As you yourself discovered, you can’t (easily) import directly from Word.
Wait a minute. So if you had done it as a web-based project, you’d have needed reviews and a subcontractor, but you didn’t need reviews, etc., to do it as a Word Document? Why?
We don’t know how complicated or elaborate this document was. If it was a fairly simple and short form, with perhaps a little form letter with it, it could easily have been done as well as a web page, with a little bit of PHP and SQL on the back end. Would your company have required endless reviews just because it’s written in HTML instead of Word? (Of course, this thread has morphed from “How do I read the Word file?” to “How could it have been done differently, meaning how could it be done next time?”)
It would only take a limited knowledge of XHTML, PHP, and SQL to do a reasonably simple form. I’m a very n00b at this myself, and I think (as of just this last week or two) I could have done it, possibly except for the subtleties of authentication and security. (But I have SQL experience too.) It should be easy enough to find someone who knows enough to do this, or can quickly learn enough, if you don’t.
ETA: Okay, so it would take longer than a 10 minute surveymonkey job, if that’s how quick it really is with them. But every time I get a survey from surveymonkey, I never answer them. How many other people do you think would respond to a survey that came from a questionnaire company?

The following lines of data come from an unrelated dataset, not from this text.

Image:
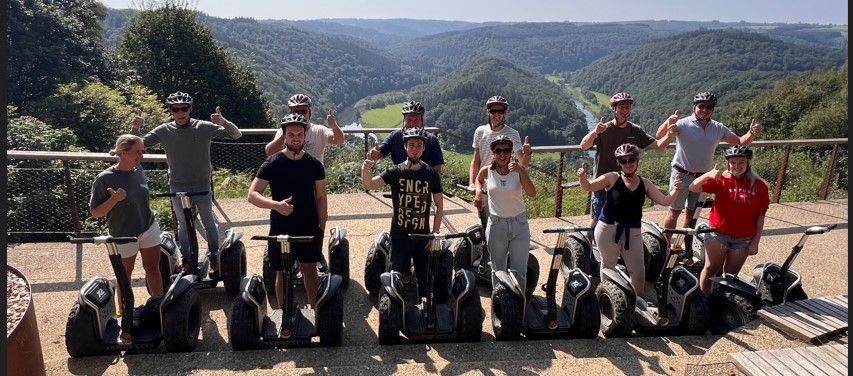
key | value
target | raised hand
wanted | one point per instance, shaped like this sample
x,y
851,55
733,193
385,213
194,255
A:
x,y
138,120
117,194
216,117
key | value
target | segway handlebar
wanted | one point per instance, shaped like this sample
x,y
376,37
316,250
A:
x,y
174,194
104,239
557,230
285,238
437,235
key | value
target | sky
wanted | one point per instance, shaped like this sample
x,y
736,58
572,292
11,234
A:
x,y
787,11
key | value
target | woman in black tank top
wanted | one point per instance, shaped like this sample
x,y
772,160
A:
x,y
618,231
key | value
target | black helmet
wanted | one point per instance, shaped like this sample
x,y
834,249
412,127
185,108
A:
x,y
497,99
411,107
179,97
738,151
705,97
416,132
500,139
291,119
299,100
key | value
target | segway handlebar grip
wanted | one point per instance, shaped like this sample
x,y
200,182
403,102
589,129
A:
x,y
554,230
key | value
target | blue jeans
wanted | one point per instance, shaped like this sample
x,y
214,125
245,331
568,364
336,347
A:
x,y
509,237
204,206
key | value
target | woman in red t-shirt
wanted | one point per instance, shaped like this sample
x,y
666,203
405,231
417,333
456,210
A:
x,y
740,202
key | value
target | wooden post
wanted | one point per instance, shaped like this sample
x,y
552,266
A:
x,y
827,176
780,176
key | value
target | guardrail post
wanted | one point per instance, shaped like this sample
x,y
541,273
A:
x,y
780,176
827,176
558,198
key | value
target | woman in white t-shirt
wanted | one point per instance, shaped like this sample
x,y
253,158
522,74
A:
x,y
507,230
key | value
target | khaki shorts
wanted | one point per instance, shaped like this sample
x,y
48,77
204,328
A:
x,y
149,238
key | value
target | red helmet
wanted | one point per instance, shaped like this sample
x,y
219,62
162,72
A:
x,y
627,150
621,97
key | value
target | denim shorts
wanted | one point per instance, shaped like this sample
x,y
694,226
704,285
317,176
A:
x,y
730,243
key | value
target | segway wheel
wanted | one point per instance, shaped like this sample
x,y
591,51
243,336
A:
x,y
330,321
390,319
696,322
242,327
182,322
339,263
532,275
654,251
233,264
729,310
506,314
374,266
80,336
587,318
579,256
617,310
268,273
470,327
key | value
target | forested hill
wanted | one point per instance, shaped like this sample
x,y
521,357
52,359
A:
x,y
538,108
664,75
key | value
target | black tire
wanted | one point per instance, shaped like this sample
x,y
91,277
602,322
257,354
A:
x,y
506,314
578,256
80,336
233,268
532,275
390,319
587,322
654,251
696,322
617,310
242,327
268,273
374,266
470,327
182,322
339,263
330,321
729,310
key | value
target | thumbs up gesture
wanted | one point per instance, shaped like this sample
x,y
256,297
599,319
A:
x,y
216,117
138,120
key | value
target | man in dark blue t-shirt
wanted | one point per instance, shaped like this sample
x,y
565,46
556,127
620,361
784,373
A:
x,y
414,186
298,205
413,117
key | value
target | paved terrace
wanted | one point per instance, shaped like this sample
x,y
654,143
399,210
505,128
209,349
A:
x,y
51,270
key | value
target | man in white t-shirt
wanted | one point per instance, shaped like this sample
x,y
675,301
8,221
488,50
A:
x,y
316,136
496,108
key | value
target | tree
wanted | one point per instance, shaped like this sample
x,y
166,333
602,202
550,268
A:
x,y
171,51
53,42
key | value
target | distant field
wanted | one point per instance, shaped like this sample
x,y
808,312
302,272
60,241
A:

Senegoid that seems a little naive re. corporate politics. I was constantly having to do things like this in my last job and for me - senior middle manager in corporate marketing - to get access to a public-facing company webserver with the correct permissions would probably have taken a month of interdepartmental wrangling (and I was in charge of the website!), followed by a three week testing cycle.
All that grief versus knocking together a Word document and emailing it, which anyone in an office can do. My second point is why bother when all that coding has been done before, and better, by companies that are dedicated to such a job and offer the service for free?
Adding to a large company website, putting something on their webserver or similar isn’t a trivial matter. It needs to go through different layers of approval.
Emailing out a simple word document to a few hundred or a few thousand recipients is something that I don’t need approval for.
If you’re in marketing, you face this sort of thing on a daily basis.
While a word form may not be the “best” way - it is easy, fast, can be done on the spot and also has the advantage that a word document is much easier to print and fill by hand than a web document (which may or may not be a consideration, but shouldn’t be ignored).
It’s not always about coming up with the most elegant solution, but often the one that can be done fastest, and with least amount of hassle.
By the way, in my last job I rented a ‘secret’ webserver that the IT department didn’t know about, that I did use for testing and other stuff similar to your proposal. But again, SurveyMonkey does it better than I ever could.
jjimm and bengangmo, okay, I was just thinking of the technical work involved in doing it, not the corporate politics or web admin hassles. I wasn’t clear on whether the OP’s questionnaire was going to the outside world, or perhaps just to in-house people, nor whether it might all go on some local in-house intranet server.
As for renting a “secret” server for development and testing, I’ve been reading that VM’s are all the rage for doing that these days. In my Linux Admin, Windows Server Admin, and SQL programming and admin classes, we always set up our own VM’s to play with. (I was a Unix admin 25-some years ago. Things have changed since then, to put it mildly.)